Public-to-Public IPSec tunnel: NAT confusion
- by WuckaChucka
I know this is possible -- and apparently fairly common with larger companies that don't/can't route private addresses for overlap reasons -- but I can't wrap my head around how to get this to work. I'm playing around with pfSense, Vyatta and a Cisco 5505 right now, hardware-wise.
So here's my setup:
WEST: Vyatta
outside: 10.0.0.254/24
inside: 172.16.0.1/24
machine a: 172.16.0.200/24
EAST: Cisco 5505
outside: 10.0.0.210/24
inside: 192.168.10.1
machine b (webserver): 192.168.10.2
So what we're trying to do is this: route traffic across the tunnel from machine A to machine B without using private addresses. i.e. 172.16.0.200 makes a TCP request to 10.0.0.210:80, and as far as EAST is concerned, it sees a src IP of 10.0.0.254.
On WEST, I have your typical many-to-one Source NAT to translate 172.16.0.0/24 to 10.0.0.254 and that's confirmed to be working.
Also on WEST, I have the following IPSec config:
Local IP: 10.0.0.254
Peer IP: 10.0.0.210
local subnet: 10.0.0.254/32
remote subnet: 10.0.0.210/32
I have the reversed configuration on EAST. What happens when I make a request from machine A to 10.0.0.210:80 is that the SNAT translates the private address of machine A to 10.0.0.254 and it's routed out (and discarded at the other end) without establishing the tunnel.
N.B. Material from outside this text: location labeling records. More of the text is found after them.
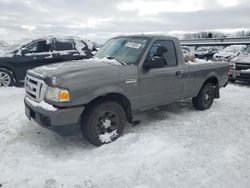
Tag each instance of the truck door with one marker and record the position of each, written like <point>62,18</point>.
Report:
<point>161,84</point>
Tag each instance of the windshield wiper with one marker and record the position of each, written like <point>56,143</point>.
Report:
<point>122,63</point>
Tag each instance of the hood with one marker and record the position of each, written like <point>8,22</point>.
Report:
<point>241,59</point>
<point>91,69</point>
<point>5,53</point>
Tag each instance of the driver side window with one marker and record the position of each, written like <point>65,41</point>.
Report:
<point>165,49</point>
<point>39,47</point>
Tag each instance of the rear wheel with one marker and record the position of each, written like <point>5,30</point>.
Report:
<point>205,98</point>
<point>103,123</point>
<point>6,78</point>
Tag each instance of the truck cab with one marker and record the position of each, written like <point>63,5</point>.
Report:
<point>128,74</point>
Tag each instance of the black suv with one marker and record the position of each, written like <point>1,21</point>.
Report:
<point>16,59</point>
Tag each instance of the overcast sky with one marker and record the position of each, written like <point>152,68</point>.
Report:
<point>100,19</point>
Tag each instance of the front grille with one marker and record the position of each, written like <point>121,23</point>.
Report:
<point>242,66</point>
<point>35,88</point>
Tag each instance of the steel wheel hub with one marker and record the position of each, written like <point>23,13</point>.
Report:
<point>4,79</point>
<point>107,123</point>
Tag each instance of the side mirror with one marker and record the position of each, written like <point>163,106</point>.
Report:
<point>24,51</point>
<point>155,62</point>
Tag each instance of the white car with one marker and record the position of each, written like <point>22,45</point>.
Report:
<point>229,52</point>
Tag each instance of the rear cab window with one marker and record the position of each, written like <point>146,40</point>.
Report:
<point>169,54</point>
<point>63,45</point>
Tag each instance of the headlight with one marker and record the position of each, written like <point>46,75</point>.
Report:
<point>57,95</point>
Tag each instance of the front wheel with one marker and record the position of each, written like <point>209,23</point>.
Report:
<point>6,78</point>
<point>103,123</point>
<point>205,98</point>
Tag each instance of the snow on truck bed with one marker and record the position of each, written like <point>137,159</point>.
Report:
<point>174,146</point>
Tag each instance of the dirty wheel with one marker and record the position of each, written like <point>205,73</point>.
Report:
<point>6,78</point>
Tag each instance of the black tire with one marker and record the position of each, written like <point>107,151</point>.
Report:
<point>6,78</point>
<point>205,98</point>
<point>94,119</point>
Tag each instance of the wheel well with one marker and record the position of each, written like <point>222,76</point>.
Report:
<point>213,80</point>
<point>116,97</point>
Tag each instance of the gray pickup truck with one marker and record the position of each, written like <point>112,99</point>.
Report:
<point>128,74</point>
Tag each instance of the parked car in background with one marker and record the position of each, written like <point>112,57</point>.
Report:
<point>188,55</point>
<point>240,67</point>
<point>229,52</point>
<point>205,52</point>
<point>16,59</point>
<point>127,75</point>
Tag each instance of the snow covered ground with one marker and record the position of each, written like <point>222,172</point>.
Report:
<point>174,146</point>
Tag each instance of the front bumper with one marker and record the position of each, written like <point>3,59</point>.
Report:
<point>56,118</point>
<point>239,75</point>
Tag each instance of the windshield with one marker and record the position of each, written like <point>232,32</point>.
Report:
<point>123,49</point>
<point>202,49</point>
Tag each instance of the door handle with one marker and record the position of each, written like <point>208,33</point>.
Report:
<point>178,73</point>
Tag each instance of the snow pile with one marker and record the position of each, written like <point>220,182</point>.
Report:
<point>174,146</point>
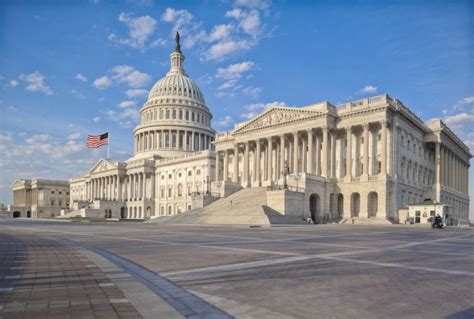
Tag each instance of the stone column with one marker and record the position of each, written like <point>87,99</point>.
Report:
<point>349,153</point>
<point>366,148</point>
<point>257,162</point>
<point>245,178</point>
<point>235,164</point>
<point>438,171</point>
<point>324,159</point>
<point>295,153</point>
<point>226,165</point>
<point>318,156</point>
<point>309,163</point>
<point>304,161</point>
<point>384,147</point>
<point>333,154</point>
<point>269,158</point>
<point>282,154</point>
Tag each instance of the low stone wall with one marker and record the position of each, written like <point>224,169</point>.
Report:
<point>286,202</point>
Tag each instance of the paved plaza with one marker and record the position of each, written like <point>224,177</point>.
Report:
<point>136,270</point>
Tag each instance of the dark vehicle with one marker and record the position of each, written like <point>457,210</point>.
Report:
<point>437,222</point>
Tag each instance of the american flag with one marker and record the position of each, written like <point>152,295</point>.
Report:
<point>94,141</point>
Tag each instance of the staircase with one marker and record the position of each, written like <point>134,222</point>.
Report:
<point>245,207</point>
<point>365,221</point>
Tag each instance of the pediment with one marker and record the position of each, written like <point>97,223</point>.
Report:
<point>103,165</point>
<point>278,116</point>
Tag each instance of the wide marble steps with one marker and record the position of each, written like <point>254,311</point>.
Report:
<point>245,207</point>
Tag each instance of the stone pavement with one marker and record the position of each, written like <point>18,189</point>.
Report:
<point>40,278</point>
<point>311,271</point>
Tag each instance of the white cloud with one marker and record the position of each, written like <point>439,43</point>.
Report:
<point>180,18</point>
<point>125,104</point>
<point>222,50</point>
<point>36,83</point>
<point>125,118</point>
<point>38,138</point>
<point>74,136</point>
<point>234,71</point>
<point>252,91</point>
<point>80,77</point>
<point>219,32</point>
<point>253,4</point>
<point>158,43</point>
<point>139,30</point>
<point>225,121</point>
<point>235,13</point>
<point>130,75</point>
<point>132,93</point>
<point>255,109</point>
<point>250,23</point>
<point>123,74</point>
<point>368,89</point>
<point>460,120</point>
<point>102,83</point>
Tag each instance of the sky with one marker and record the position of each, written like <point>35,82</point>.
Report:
<point>68,69</point>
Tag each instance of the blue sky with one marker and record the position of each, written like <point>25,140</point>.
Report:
<point>68,70</point>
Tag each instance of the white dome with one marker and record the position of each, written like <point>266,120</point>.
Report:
<point>175,119</point>
<point>176,85</point>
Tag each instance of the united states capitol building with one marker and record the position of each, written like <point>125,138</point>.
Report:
<point>362,160</point>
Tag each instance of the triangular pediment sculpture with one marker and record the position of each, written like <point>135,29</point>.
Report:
<point>278,116</point>
<point>103,165</point>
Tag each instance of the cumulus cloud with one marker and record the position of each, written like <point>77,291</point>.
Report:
<point>139,30</point>
<point>132,93</point>
<point>368,89</point>
<point>460,120</point>
<point>179,18</point>
<point>38,138</point>
<point>129,75</point>
<point>225,122</point>
<point>234,71</point>
<point>252,91</point>
<point>126,118</point>
<point>125,104</point>
<point>223,49</point>
<point>123,74</point>
<point>80,77</point>
<point>102,83</point>
<point>35,82</point>
<point>74,136</point>
<point>255,109</point>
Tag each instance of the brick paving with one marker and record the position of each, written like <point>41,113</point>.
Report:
<point>41,278</point>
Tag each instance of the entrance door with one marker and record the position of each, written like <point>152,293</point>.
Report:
<point>417,217</point>
<point>314,208</point>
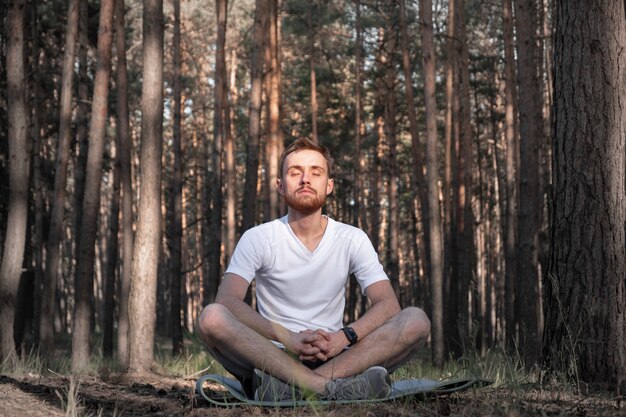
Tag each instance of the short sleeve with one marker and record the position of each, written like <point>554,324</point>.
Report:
<point>365,264</point>
<point>248,255</point>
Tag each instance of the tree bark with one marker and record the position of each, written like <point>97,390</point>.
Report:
<point>390,113</point>
<point>83,308</point>
<point>436,244</point>
<point>55,233</point>
<point>512,148</point>
<point>175,210</point>
<point>528,306</point>
<point>359,126</point>
<point>420,186</point>
<point>142,300</point>
<point>254,124</point>
<point>124,149</point>
<point>312,78</point>
<point>111,261</point>
<point>231,173</point>
<point>275,136</point>
<point>586,295</point>
<point>19,170</point>
<point>450,295</point>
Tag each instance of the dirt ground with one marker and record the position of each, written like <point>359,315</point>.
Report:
<point>117,395</point>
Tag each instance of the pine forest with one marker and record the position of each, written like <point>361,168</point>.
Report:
<point>481,145</point>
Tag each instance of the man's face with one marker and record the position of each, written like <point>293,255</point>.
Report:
<point>305,183</point>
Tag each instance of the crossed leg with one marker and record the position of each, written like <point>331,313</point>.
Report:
<point>241,349</point>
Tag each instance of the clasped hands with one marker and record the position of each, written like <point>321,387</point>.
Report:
<point>311,345</point>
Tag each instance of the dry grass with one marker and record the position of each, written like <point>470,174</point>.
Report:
<point>108,392</point>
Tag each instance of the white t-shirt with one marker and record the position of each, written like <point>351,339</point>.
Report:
<point>300,289</point>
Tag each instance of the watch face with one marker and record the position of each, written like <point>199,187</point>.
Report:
<point>350,334</point>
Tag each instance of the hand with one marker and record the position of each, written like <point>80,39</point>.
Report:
<point>303,345</point>
<point>331,344</point>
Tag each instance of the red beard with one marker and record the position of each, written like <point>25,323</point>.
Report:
<point>305,203</point>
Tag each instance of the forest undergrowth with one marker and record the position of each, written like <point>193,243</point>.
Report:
<point>47,388</point>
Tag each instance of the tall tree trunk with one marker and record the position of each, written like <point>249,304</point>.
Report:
<point>125,146</point>
<point>450,295</point>
<point>221,126</point>
<point>416,147</point>
<point>55,233</point>
<point>231,174</point>
<point>512,146</point>
<point>531,132</point>
<point>175,211</point>
<point>19,169</point>
<point>586,303</point>
<point>37,183</point>
<point>142,300</point>
<point>463,221</point>
<point>91,203</point>
<point>392,246</point>
<point>432,174</point>
<point>111,257</point>
<point>82,129</point>
<point>359,126</point>
<point>275,136</point>
<point>313,80</point>
<point>254,124</point>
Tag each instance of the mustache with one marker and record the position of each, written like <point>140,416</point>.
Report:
<point>307,189</point>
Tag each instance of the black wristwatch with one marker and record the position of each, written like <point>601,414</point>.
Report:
<point>350,335</point>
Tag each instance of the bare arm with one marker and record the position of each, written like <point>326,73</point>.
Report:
<point>231,293</point>
<point>384,305</point>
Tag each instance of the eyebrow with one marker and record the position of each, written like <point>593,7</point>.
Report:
<point>301,167</point>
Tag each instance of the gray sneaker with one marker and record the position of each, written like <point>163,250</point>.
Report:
<point>269,388</point>
<point>373,383</point>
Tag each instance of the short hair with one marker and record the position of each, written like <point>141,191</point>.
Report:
<point>306,143</point>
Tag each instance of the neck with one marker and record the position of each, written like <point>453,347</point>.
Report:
<point>307,224</point>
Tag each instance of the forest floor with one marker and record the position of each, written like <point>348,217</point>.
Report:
<point>110,394</point>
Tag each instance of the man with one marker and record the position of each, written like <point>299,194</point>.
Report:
<point>297,342</point>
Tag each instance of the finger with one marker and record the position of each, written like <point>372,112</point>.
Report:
<point>324,334</point>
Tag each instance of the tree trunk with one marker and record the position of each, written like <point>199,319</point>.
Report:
<point>254,126</point>
<point>19,169</point>
<point>313,80</point>
<point>392,246</point>
<point>359,126</point>
<point>463,220</point>
<point>111,257</point>
<point>586,295</point>
<point>36,172</point>
<point>420,185</point>
<point>450,294</point>
<point>175,210</point>
<point>125,146</point>
<point>221,126</point>
<point>142,300</point>
<point>531,132</point>
<point>432,174</point>
<point>512,147</point>
<point>55,233</point>
<point>275,136</point>
<point>83,308</point>
<point>231,173</point>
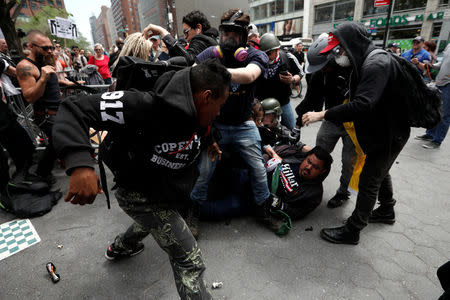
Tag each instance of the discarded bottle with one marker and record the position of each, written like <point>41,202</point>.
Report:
<point>51,269</point>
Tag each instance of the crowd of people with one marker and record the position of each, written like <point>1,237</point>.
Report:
<point>228,108</point>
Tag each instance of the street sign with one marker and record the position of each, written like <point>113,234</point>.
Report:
<point>379,3</point>
<point>63,28</point>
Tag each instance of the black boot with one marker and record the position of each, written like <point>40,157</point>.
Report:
<point>383,214</point>
<point>347,234</point>
<point>22,180</point>
<point>263,215</point>
<point>192,219</point>
<point>338,200</point>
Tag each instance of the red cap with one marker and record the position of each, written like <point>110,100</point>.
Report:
<point>332,42</point>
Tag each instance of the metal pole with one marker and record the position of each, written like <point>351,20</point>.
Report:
<point>386,31</point>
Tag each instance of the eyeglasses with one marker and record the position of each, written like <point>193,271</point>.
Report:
<point>186,31</point>
<point>45,48</point>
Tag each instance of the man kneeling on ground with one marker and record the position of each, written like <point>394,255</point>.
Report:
<point>298,179</point>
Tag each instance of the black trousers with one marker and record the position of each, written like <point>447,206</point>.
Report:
<point>375,181</point>
<point>47,160</point>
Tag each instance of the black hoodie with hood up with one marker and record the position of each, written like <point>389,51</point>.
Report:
<point>154,139</point>
<point>376,96</point>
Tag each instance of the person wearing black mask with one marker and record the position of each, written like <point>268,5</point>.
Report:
<point>235,125</point>
<point>197,31</point>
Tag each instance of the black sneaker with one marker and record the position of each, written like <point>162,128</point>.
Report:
<point>346,234</point>
<point>338,200</point>
<point>424,137</point>
<point>192,220</point>
<point>380,216</point>
<point>112,253</point>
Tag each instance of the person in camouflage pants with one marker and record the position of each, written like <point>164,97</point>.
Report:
<point>172,234</point>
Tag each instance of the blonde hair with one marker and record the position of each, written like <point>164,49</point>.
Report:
<point>135,45</point>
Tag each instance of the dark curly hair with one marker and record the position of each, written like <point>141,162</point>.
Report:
<point>197,17</point>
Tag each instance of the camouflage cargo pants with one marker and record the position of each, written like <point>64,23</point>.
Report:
<point>172,235</point>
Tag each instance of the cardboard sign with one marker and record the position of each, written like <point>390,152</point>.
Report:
<point>63,28</point>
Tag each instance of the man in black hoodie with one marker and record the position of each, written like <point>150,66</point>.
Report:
<point>197,31</point>
<point>376,108</point>
<point>153,144</point>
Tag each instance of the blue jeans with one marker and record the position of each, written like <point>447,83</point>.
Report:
<point>440,131</point>
<point>244,139</point>
<point>288,116</point>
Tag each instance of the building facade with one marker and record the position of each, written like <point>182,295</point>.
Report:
<point>309,18</point>
<point>126,16</point>
<point>93,24</point>
<point>103,31</point>
<point>212,9</point>
<point>32,6</point>
<point>159,12</point>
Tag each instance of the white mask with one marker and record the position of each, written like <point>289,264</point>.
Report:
<point>343,61</point>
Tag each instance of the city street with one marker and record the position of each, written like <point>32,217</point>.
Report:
<point>390,262</point>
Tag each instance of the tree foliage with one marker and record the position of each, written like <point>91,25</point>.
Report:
<point>8,15</point>
<point>40,22</point>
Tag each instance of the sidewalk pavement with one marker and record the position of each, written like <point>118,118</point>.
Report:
<point>390,262</point>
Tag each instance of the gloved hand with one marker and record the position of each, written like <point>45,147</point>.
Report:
<point>271,164</point>
<point>294,136</point>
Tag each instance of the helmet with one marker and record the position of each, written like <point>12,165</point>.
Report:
<point>271,106</point>
<point>235,25</point>
<point>269,42</point>
<point>316,60</point>
<point>252,29</point>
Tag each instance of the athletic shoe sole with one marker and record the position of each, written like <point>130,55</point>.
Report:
<point>420,138</point>
<point>384,221</point>
<point>123,256</point>
<point>327,238</point>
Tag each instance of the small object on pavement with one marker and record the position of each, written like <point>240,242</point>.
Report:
<point>51,269</point>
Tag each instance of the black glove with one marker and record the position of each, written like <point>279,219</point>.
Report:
<point>294,136</point>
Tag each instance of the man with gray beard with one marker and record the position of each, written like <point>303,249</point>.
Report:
<point>39,83</point>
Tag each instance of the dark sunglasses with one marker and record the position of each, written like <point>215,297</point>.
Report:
<point>186,31</point>
<point>45,48</point>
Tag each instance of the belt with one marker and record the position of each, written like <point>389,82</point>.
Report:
<point>50,112</point>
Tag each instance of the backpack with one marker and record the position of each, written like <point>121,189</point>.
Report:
<point>133,72</point>
<point>423,103</point>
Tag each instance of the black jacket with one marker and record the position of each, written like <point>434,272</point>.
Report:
<point>272,87</point>
<point>299,197</point>
<point>329,87</point>
<point>153,140</point>
<point>198,43</point>
<point>376,86</point>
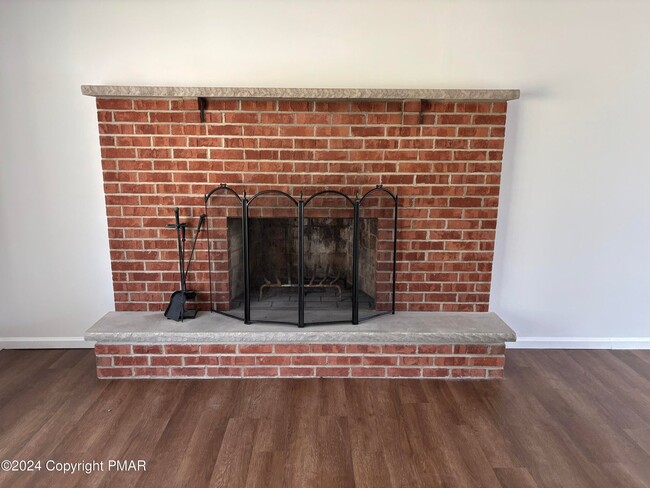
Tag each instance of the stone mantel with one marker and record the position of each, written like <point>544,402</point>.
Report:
<point>107,91</point>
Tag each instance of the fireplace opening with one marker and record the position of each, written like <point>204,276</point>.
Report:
<point>326,259</point>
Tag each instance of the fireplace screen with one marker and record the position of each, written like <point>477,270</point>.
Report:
<point>320,260</point>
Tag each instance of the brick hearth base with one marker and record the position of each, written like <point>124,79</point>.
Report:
<point>478,361</point>
<point>406,345</point>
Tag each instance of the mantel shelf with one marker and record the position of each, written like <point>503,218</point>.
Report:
<point>106,91</point>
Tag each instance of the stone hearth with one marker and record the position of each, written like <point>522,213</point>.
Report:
<point>406,345</point>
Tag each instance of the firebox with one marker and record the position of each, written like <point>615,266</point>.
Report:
<point>324,259</point>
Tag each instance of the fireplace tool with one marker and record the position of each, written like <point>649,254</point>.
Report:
<point>176,309</point>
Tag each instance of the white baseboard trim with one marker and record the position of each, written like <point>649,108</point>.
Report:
<point>580,343</point>
<point>45,343</point>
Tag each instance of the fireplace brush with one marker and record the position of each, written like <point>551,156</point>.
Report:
<point>176,309</point>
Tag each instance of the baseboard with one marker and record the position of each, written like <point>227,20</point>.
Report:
<point>580,343</point>
<point>45,343</point>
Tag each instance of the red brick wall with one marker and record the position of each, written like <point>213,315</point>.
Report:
<point>470,361</point>
<point>443,159</point>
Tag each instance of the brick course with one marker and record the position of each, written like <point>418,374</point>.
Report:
<point>300,360</point>
<point>443,159</point>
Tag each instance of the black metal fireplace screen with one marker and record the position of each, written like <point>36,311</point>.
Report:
<point>321,260</point>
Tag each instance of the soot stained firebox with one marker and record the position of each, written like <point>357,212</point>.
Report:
<point>321,260</point>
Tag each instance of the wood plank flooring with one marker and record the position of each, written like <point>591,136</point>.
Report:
<point>559,419</point>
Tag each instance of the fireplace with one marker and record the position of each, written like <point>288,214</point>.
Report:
<point>327,258</point>
<point>440,150</point>
<point>322,152</point>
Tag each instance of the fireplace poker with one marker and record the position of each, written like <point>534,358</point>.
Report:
<point>176,309</point>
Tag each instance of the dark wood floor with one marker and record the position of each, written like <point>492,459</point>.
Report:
<point>559,419</point>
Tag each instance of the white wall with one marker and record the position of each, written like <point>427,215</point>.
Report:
<point>573,233</point>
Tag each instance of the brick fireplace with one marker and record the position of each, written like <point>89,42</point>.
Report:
<point>442,157</point>
<point>440,151</point>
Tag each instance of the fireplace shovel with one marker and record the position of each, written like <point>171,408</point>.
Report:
<point>176,309</point>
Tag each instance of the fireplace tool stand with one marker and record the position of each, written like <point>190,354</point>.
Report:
<point>176,309</point>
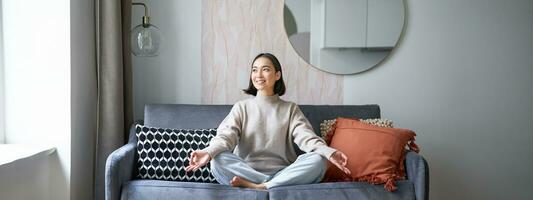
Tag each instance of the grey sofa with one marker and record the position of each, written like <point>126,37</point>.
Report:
<point>121,182</point>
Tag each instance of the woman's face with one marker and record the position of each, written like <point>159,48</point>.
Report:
<point>264,76</point>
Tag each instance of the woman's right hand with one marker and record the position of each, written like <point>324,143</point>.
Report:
<point>197,159</point>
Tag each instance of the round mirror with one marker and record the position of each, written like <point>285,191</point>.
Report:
<point>343,36</point>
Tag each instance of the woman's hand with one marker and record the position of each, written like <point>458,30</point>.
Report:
<point>340,160</point>
<point>197,159</point>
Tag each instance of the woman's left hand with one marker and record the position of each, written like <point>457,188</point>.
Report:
<point>340,160</point>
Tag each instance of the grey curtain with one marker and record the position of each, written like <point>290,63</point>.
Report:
<point>114,72</point>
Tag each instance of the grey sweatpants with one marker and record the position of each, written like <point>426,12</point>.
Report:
<point>308,168</point>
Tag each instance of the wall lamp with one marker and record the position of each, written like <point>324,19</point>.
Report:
<point>145,37</point>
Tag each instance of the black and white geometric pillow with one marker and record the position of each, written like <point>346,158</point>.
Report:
<point>164,153</point>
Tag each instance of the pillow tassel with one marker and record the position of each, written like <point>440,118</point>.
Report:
<point>390,185</point>
<point>413,146</point>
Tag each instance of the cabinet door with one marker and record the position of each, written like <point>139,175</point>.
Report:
<point>345,23</point>
<point>385,22</point>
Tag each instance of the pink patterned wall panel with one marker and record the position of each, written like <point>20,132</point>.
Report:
<point>234,32</point>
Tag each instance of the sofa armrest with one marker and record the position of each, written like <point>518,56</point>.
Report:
<point>119,169</point>
<point>418,172</point>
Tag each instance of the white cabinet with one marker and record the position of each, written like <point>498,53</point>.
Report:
<point>345,23</point>
<point>361,23</point>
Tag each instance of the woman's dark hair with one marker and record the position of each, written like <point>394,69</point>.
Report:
<point>279,86</point>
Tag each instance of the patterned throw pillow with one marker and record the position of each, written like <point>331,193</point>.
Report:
<point>327,126</point>
<point>164,153</point>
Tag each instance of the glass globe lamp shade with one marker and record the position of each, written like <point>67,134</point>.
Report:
<point>145,40</point>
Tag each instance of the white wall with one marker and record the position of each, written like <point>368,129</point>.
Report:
<point>83,98</point>
<point>173,76</point>
<point>461,78</point>
<point>2,108</point>
<point>37,92</point>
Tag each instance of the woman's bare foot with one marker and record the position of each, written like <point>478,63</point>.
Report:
<point>240,182</point>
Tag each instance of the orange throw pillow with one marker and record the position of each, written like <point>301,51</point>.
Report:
<point>375,154</point>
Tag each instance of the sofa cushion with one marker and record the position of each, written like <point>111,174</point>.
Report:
<point>375,154</point>
<point>163,190</point>
<point>327,130</point>
<point>164,153</point>
<point>342,191</point>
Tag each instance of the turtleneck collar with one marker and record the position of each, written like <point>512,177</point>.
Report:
<point>263,98</point>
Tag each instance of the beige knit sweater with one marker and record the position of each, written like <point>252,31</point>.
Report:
<point>262,131</point>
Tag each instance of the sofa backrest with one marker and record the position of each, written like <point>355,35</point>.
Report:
<point>184,116</point>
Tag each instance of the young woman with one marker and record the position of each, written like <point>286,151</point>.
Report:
<point>260,131</point>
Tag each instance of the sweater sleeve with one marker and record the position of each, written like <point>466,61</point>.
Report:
<point>304,136</point>
<point>227,133</point>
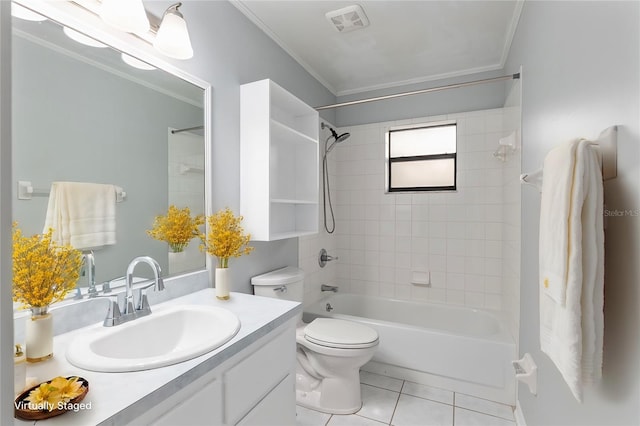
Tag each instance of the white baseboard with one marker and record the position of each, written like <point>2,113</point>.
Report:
<point>519,415</point>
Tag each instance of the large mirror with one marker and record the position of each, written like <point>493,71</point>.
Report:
<point>82,114</point>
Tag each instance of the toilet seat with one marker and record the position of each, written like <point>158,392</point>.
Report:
<point>336,333</point>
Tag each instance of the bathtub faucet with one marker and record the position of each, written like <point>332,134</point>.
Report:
<point>324,257</point>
What I'm assuming is happening is that the inside interface on WEST receives a packet from 172.16.0.200 and since this doesn't match the local subnet defined in the tunnel configuration, it's not processed by the IPSec engine and the tunnel is not established.
How do you make this work? Seems like a chicken and egg thing with the NAT and IPSec and I just can't wrap my head around how this can be done: can I say, "if a packet is received on the inside interface with a destination of 10.0.0.210, translate it to 10.0.0.254 before the IPSec engine inspects it"?